Imagine there is a cluster with lots of different deployments running on it. Some pods uses PersistentVolumes (Azure Disks). There is a limit in Azure how much disks can be mounted to a VM and this leads to errors on scheduling like
Status=409 Code="OperationNotAllowed" Message="The maximum number of data disks allowed to be attached to a VM of this size is 8
Pods stay in
Waiting: Container creating
state forever, however some nodes were having much less pods with attached disks at the moment of scheduling. It would be great to limit amount of pods with attached disks per node so this error will never happen. I believe
podAntiAffinity
is what I need and I know I can restrict pods with same label from scheduling on same node, but I don't know how to allow it until node has maximum amount of pods with disks.
My installation is AKS.
az acs create \ --orchestrator-type=kubernetes \ --orchestrator-version 1.7.9 \ --resource-group <resource_group_here> \ --name=<name_here> \ ...
KUBE_MAX_PD_VOLS
is what you are looking for. By default it's value is 16 for Azure Disks. So you can either use instances which has same limit of attached disks (16) or set it to preferrable value. You can see where it's declared at github
You should set this environment variable in your scheduler declaration.

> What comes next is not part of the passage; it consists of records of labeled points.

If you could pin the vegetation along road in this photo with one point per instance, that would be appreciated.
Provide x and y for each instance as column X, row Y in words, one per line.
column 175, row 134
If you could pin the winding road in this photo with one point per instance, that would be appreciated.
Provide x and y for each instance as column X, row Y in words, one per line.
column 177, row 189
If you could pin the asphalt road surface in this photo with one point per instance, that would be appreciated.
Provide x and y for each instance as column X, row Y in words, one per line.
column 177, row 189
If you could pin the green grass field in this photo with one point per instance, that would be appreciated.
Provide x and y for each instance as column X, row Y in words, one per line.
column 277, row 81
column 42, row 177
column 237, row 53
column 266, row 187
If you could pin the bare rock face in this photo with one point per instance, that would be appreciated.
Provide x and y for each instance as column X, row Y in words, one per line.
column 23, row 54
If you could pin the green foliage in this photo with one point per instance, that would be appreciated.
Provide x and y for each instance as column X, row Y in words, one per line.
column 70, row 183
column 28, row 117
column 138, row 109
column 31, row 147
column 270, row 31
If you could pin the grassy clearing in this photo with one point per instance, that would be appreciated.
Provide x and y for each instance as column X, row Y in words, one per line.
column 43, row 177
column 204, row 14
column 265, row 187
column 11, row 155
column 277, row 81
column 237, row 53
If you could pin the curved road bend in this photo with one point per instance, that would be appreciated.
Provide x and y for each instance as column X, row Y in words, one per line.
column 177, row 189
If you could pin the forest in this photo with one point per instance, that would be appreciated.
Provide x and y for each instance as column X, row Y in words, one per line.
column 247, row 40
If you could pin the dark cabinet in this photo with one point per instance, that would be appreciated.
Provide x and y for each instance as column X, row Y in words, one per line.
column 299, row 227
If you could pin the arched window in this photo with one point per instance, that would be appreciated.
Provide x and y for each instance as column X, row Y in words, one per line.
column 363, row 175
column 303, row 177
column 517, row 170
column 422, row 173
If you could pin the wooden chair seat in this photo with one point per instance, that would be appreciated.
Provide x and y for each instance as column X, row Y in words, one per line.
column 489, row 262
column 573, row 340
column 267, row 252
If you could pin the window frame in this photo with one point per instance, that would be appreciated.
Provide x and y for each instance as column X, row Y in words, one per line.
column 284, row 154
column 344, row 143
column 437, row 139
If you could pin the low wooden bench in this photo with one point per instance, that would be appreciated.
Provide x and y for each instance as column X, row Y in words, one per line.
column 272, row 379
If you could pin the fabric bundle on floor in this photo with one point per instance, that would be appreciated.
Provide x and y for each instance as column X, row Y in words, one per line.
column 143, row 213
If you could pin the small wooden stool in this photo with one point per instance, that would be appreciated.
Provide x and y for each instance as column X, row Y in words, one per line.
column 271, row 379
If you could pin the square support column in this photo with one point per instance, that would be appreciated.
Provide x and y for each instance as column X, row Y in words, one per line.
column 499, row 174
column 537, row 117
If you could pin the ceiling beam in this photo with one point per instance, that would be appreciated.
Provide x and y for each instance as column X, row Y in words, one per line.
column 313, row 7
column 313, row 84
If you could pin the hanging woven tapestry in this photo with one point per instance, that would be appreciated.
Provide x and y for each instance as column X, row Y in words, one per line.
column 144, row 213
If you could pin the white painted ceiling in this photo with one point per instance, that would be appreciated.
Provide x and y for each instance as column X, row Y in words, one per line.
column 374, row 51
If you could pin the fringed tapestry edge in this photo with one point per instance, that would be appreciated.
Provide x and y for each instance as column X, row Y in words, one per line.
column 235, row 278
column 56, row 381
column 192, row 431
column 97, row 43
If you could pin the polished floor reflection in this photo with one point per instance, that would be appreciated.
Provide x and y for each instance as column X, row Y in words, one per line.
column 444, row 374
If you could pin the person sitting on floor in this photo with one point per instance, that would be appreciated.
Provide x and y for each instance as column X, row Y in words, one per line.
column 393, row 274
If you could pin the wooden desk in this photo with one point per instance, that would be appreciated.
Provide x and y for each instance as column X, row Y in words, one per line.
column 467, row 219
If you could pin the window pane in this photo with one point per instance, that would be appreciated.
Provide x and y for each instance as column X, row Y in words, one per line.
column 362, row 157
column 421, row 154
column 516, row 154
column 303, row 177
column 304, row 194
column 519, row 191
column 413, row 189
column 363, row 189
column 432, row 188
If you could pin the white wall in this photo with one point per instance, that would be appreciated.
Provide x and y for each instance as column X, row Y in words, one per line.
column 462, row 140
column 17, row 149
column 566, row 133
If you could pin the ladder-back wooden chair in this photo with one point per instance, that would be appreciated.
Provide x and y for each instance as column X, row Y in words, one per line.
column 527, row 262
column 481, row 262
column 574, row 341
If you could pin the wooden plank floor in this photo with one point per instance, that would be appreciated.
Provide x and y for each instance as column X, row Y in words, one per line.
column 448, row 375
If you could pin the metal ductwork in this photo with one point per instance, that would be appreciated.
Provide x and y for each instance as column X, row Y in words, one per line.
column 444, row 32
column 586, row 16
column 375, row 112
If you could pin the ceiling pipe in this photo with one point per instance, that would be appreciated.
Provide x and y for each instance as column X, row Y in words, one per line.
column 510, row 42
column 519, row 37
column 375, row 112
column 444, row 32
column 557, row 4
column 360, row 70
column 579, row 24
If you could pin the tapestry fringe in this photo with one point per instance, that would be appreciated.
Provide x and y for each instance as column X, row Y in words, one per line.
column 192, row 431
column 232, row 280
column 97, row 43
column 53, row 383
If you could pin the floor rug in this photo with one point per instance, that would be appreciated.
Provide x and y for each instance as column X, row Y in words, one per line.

I found my scheduler declaration in /etc/kubernetes/manifests/kube-scheduler.yaml
. This is what it looks now: apiVersion: "v1" kind: "Pod" metadata: name: "kube-scheduler" ... spec: containers: - name: "kube-scheduler" ... env: - name: KUBE_MAX_PD_VOLS value: "8" ...
Note spec.containers.env.KUBE_MAX_PD_VOLS
setting - it prevents from scheduling more than 8 disks on each node.
This way pods spread among nodes without any issues, pods which cannot fit stays in Pending state until they find enough nodes to fit in.